Tips for better remote workforce management
Here are a few pointers to keep in mind when optimizing remote workflows and preparing for tomorrow’s hybrid workforce:
1. Modernize digital tools and workflows
To improve employee productivity and engagement, managers will need to rethink the way they operate.
Digital technology and workflows have already become central pillars of the modern workplace.
Yet in a remote work setting, it is even more important to modernize tools and workflows.
Doing so will have an immediate and positive impact on the workforce:
Employees will be more engaged and productive when they have the proper tools at their disposal.
Modern digital workflows result in a better employee experience, which will improve metrics such as job satisfaction.
The right tools can decrease software-related frustration, which can, in turn, boost productivity and performance.
In short, the right digital solutions are necessary to create a positive and productive work environment, which goes a long way towards improving employee performance and behavior.
2. Leverage remote training solutions
Skills training has become essential for modern enterprise workers.
Even before the pandemic, it was widely recognized that employees would need to become perpetual learners.
Now, for the remote workforce, in particular, it is essential to provide effective digital training online.
Digital adoption platforms (DAPs), such as WalkMe, are used by some of the world’s largest companies to automate and streamline software training – both online and off.
It includes enabling solutions such as:
Context-driven guidance and tips
In-app software walkthroughs and product tours
Software analytics that offers insight into users’ training needs
When used as part of a comprehensive digital adoption strategy, WalkMe can simplify the employee experience, reduce errors, improve software proficiency, and more.

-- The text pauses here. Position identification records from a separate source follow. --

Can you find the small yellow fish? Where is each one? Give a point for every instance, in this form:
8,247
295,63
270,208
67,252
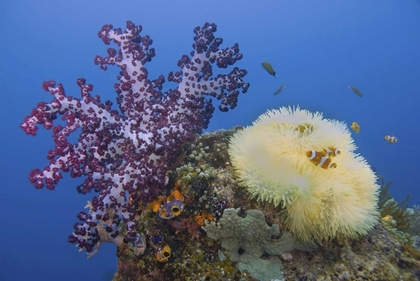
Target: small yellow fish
278,91
267,66
356,91
355,127
391,139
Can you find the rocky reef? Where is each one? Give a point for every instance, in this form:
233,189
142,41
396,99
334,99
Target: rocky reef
205,227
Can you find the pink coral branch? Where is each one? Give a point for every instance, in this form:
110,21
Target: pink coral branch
123,156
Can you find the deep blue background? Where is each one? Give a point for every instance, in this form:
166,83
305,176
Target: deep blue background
318,49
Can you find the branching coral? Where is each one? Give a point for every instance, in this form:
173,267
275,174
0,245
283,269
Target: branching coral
272,160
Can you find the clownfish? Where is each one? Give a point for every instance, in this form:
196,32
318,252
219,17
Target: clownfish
391,139
331,151
355,127
320,159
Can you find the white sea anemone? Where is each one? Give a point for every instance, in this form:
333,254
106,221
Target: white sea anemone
320,203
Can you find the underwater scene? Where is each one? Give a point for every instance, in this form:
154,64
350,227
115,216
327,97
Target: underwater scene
218,140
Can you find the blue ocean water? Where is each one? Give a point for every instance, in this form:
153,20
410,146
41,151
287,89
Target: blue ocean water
318,49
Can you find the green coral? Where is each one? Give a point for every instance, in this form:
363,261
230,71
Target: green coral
389,207
246,239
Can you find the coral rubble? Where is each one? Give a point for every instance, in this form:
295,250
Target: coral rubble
257,242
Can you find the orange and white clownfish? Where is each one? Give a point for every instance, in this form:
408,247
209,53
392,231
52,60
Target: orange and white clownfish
391,139
320,159
331,151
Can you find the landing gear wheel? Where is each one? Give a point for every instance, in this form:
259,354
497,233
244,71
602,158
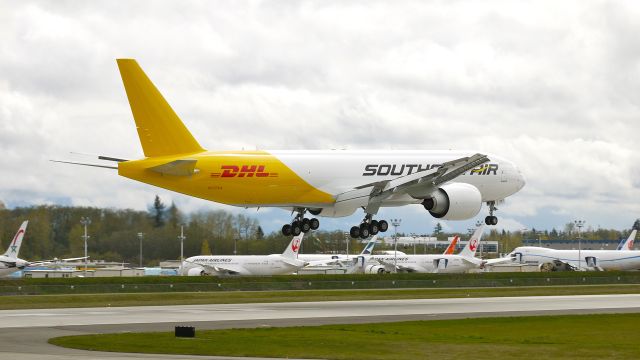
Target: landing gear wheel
355,232
296,228
491,220
364,231
306,225
373,227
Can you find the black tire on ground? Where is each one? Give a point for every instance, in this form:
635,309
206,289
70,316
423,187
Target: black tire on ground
305,225
286,230
296,228
354,232
373,228
364,231
383,226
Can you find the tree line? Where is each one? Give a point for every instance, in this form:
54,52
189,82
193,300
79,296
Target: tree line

3. Standardize business processes and communication protocols
One of the biggest barriers to effective remote work is a collaboration with teammates, according to the Buffer survey cited above.
There can be a number of underlying reasons that cause communication difficulties in the remote work environment.
For instance, some employees may be working in different time zones or they may use different software.
Often, collaboration problems boil down to differences in communication styles and expectations.
Since remote workers are no longer in the same office, many nonverbal or informal communication cues are stripped away.
To compensate, managers should standardize business processes and communication rules.
By clarifying procedural expectations and making adjustments as needed, it will be much easier to minimize communication problems online.
4. Make time for social interaction
At the office, employees can engage in informal social interaction at any time of the day.
While many of us may have never fully realized the advantages that this type of environment offers, the pandemic has highlighted how important social interaction is for the worker.
Social isolation, as Buffer’s survey pointed out, is actually the top challenge for remote workers – tied for first place with effective collaboration.
Not only does social isolation pose problems for the individual employee, it also poses problems for managers, the team, and the entire workplace culture.
One of the best ways to mitigate the negatives associated with social isolation is to incorporate online social time into the workday. These can include virtual “watercooler chats” via Zoom, video games, or anything else that gives employees a chance to bond.
5. Proactively listen to employees
As we reviewed, social isolation and effective collaboration are two of the biggest obstacles that remote teams will face.
However, every team and every workplace is unique. Each will have its own obstacles to surpass when it comes to remote working.
The best way to assess the state of one’s team, as well as one’s own management efforts, is to continually and proactively solicit feedback from employees.
Surveys, and even conversations, can be valuable sources of information in this regard.
Once that information has been collected and understood, it can be leveraged to help build the ideal remote workplace.